Ocurrió hace casi diez años. Por entonces yo preparaba un libro sobre la Transición y fui a entrevistar a Santiago Carrillo, eterno secretario general del PCE y uno de los arquitectos de la Transición. Hablamos durante horas, en su casa, mientras el viejo dirigente comunista fumaba un cigarrillo tras otro. En cierto momento le pregunté si él también pensaba, como tantos, que Adolfo Suárez había sido un político inculto. Carrillo se quedó mirándome; luego dio una calada a su cigarrillo. “¿Dice usted qu00e ha sido profesor universitario?”, preguntó. Un poco perplejo, contesté que sí. Carrillo prosiguió: “Entonces habrá conocido usted a muchos tontos cultos, ¿verdad?”. Sonreí. Carrillo también sonrió. “Pues Suárez era todo lo contrario”, dijo.
Desde aquel día he pensado a menudo en los tontos cultos; de hecho, he llegado incluso a pensar que nuestro tiempo es el tiempo de los tontos cultos. ¿Qué es un tonto culto? François Furet sostuvo que la Revolución Francesa terminó a fines del siglo XX, cuando las instituciones políticas de Francia suscitaron un consenso inédito desde 1789; Eric Hobsbawm argumentó que el siglo XX transcurrió entre 1914, cuando estalló la I Guerra Mundial, y 1991, cuando se produjo el colapso de la Unión Soviética; Ian Kershaw acaba de razonar que la II Guerra Mundial empezó el 7 de marzo de 1936, cuando Hitler invadió Renania ante la pasividad de Francia y Reino Unido.

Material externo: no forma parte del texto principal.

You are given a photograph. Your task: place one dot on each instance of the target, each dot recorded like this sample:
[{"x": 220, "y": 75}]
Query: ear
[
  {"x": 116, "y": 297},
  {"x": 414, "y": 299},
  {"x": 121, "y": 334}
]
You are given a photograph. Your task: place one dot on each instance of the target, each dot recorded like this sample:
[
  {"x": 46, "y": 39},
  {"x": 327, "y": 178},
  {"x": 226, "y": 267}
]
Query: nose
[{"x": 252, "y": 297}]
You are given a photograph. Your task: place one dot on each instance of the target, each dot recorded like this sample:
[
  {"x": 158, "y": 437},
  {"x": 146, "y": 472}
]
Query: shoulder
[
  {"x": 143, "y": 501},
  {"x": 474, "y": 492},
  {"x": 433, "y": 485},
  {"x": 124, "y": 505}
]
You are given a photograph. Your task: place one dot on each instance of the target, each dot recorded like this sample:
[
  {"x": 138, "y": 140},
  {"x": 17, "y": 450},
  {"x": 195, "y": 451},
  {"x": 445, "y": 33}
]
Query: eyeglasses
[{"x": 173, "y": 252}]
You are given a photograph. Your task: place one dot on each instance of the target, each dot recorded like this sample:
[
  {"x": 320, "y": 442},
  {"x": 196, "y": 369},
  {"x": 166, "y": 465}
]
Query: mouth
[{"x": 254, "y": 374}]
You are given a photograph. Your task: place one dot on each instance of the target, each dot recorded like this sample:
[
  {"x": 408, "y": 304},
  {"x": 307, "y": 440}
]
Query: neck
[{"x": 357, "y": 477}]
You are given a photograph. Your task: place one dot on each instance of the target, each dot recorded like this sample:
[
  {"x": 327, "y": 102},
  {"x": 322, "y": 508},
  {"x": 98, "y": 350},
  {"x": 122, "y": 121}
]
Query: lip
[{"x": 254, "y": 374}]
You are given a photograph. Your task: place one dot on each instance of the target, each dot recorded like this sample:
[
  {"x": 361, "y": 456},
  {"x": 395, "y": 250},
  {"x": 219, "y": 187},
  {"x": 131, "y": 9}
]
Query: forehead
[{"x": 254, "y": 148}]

Nadie ignora que, para los manuales de historia, las fechas anteriores son erróneas, pero a nadie se le ocurriría reprocharles a esos tres historiadores las afirmaciones precedentes, porque las tres poseen un sentido que sobrepasa la roma literalidad de la cronología; a nadie, salvo a un tonto culto. Un buen amigo escribió no hace mucho que nuestra guerra civil terminó en la Transición, dado que el franquismo no fue más que la prolongación de la guerra por otros medios; la idea no es extraordinaria, pero sí lo es que un profesor universitario denunciara en un libro de éxito la desfachatez analfabeta de mi amigo por ignorar que la guerra terminó en 1939, dato éste que, hasta que fue revelado por nuestro santo varón, todos desconocíamos.
Ahí tienen el fruto del triunfo del tonto culto: la barbarie de la literalidad. Se trata de una maldición que cunde, aunque no siempre con efectos tan deletéreos.
En el mundillo intelectual español parece últimamente considerarse de una audacia inaudita denunciar la equivalencia entre ficción y mentira vindicada por algunos. Vaya por Dios. No digo que carezca de interés discutir las diferencias que separan una mentira de una ficción, pero siempre que, antes de hacerlo, uno se pregunte por qué ha identificado ambos términos, a veces a modo de provocación o de metáfora, una estirpe que va desde Platón hasta Oscar Wilde y desde el Gorgias de Plutarco hasta Bertrand Russell, pasando por Orson Welles o Picasso, y siempre que no se olvide que, en latín, el verbo que significa “mentir” (mentiri) significa también “inventar”, “imaginar”, “imitar” y “crear una ficción”, lo que explica que Horacio escriba para encarecer a Homero: “Atque ita mentitur, sic veris falsa reminiscet” (“Y así miente, así mezcla lo falso con lo verdadero”).
En fin: discutir las diferencias entre una ficción y una mentira puede no ser una pérdida de tiempo (entre nosotros lo ha hecho, con gran sutileza, José María Pozuelo), aunque sólo si no se zanja a la brava el asunto o no se cree que la identificación entre ambas es apenas otro invento diabólico de –horresco referens!– Mario Vargas Llosa.
Ese es el problema: que a menudo estos bárbaros obligan a perder el tiempo explicando lo evidente, que su literalidad de dómines los incapacita para detectar una ironía, distinguir una idea de unaboutade o descifrar el significado de una metáfora o una provocación, atrofiando así el pensamiento hasta el límite del enanismo.
Aunque, bien pensado, el problema quizá no sea la falta de inteligencia. No sé si fue Gabriel Zaid quien observó que el gran problema cultural de nuestro tiempo no lo provoca la gente que no sabe leer ni escribir, sino la que no quiere leer y no para de escribir. Puede que tenga razón.